In [1]:
# I choose to use notebook because I think this task is relatively straightforward. 
# There are five objectives in this assignments:
#  1. PDF Parsing: this task is straightforward, as using a AI tool to parsing is unnecessary. I would just use a python library.
#  2. Field Identification: This task is very suitable for a language model, this will be our first agent.
#  3. Consistent Output: This can be done with program or a language model, it could be the second agent.
#  4. Data Storage: Use a few python code to store the file is sufficent.
#  5. (optional) Analysis the CVs: 

In [None]:
# dependencies
import fitz # PyMuPDF parsing tool
from smolagents import OpenAIServerModel, CodeAgent, DuckDuckGoSearchTool, AssistantAgent

import os
import json
from dotenv import load_dotenv

ImportError: cannot import name 'AssistantAgent' from 'smolagents' (C:\Users\juhen\AppData\Roaming\Python\Python312\site-packages\smolagents\__init__.py)

In [12]:
import smolagents
print(smolagents.__version__)

1.13.0


In [3]:
def extract_text_from_pdf(pdf_path):
    doc = fitz.open(pdf_path)
    text = ""
    for page in doc:
        text += page.get_text()
    doc.close()
    return text

raw_text = extract_text_from_pdf("example.pdf")

In [5]:
''' The following code calls the API and run the prompts'''


load_dotenv()

model = OpenAIServerModel(
    model_id="gpt-4o",
    api_base="https://api.openai.com/v1", # Leave this blank to query OpenAI servers.
    api_key=os.environ["OPENAI_API_KEY"], # Switch to the API key for the server you're targeting.
)
agent = CodeAgent(tools=[DuckDuckGoSearchTool()], model=model)


In [31]:
def extract_basic_info(text, agent):
    prompt = f"""
You are a professional resume parsing assistant.  
Your job is to read raw resume text and extract **only** the following information as JSON:

{{
  "name": "",         // Full name of the person
  "email": "",        // Email address
  "phone": "",        // Phone number
  "location": ""      // City or general location, like "San Francisco, CA"
}}

⚠️ Rules:
- Return a valid JSON object, with double quotes.
- If something is not present in the resume, use an empty string for that field.
- Do NOT write any explanations or code.
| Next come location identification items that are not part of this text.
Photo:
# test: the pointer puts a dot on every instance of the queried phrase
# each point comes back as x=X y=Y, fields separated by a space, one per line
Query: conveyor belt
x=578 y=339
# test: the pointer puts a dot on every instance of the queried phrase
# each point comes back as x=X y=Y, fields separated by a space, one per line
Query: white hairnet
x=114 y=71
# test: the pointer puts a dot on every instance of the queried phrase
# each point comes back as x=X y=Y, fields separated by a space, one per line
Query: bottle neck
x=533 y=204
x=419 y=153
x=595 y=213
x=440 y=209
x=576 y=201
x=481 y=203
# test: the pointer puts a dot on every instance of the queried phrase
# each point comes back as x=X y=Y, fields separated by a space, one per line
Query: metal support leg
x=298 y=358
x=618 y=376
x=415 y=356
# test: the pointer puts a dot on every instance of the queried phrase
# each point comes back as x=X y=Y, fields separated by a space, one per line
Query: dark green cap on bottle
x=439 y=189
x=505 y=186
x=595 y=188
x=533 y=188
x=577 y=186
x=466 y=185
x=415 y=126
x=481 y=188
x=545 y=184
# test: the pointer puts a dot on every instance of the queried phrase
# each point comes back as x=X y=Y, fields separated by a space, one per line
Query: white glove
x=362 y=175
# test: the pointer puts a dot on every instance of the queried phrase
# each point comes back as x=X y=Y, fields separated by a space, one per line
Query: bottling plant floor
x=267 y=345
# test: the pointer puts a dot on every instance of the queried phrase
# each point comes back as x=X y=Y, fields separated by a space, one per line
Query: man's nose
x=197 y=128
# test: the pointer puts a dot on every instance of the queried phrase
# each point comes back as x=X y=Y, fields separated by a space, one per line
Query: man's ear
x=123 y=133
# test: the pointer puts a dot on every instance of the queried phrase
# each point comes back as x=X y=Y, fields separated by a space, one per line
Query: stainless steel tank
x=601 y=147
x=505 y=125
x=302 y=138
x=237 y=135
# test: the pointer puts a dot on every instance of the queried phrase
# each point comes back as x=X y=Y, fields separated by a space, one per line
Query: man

Just return the python code that generate the information in JSON.
- Do NOT import json
- Read the resume **as a human would** — focus on actual identity info (not company names or project titles).
- You are **not allowed to write regular expressions**.
- You have to use final_answer() function to return the final answer
Resume:
\"\"\"
{text}
\"\"\"
"""
    return agent.run(prompt)

In [32]:
def extract_work_experience(text, agent):
    prompt = f"""
You are an AI assistant tasked with extracting work experience details from resumes. 
Please extract the following information for each position listed in the resume:

- Position Title
- Company Name
- Start Date
- End Date (or indicate if currently employed)
- Responsibilities (a brief description)

Return the information in the following JSON format:

[
  {{
    "position": "Position Title",
    "company": "Company Name",
    "start_date": "Start Date",
    "end_date": "End Date",
    "responsibilities": "Responsibilities"
  }},
  ...
]

⚠️ Rules:
- Return a valid JSON object, with double quotes.
- If something is not present in the resume, use an empty string for that field.
- Do NOT write any explanations or code. Just return the python code that generate the information in JSON.
- Do NOT import json
- Read the resume **as a human would** — focus on actual identity info (not company names or project titles).
- You are **not allowed to write regular expressions**.
- You have to use final_answer() function to return the final answer

Resume Text:
\"\"\"
{text}
\"\"\"
"""
    return agent.run(prompt)

In [33]:
def extract_education(text, agent):
    prompt = f"""
You are a resume parsing assistant. Extract education history from the given resume text.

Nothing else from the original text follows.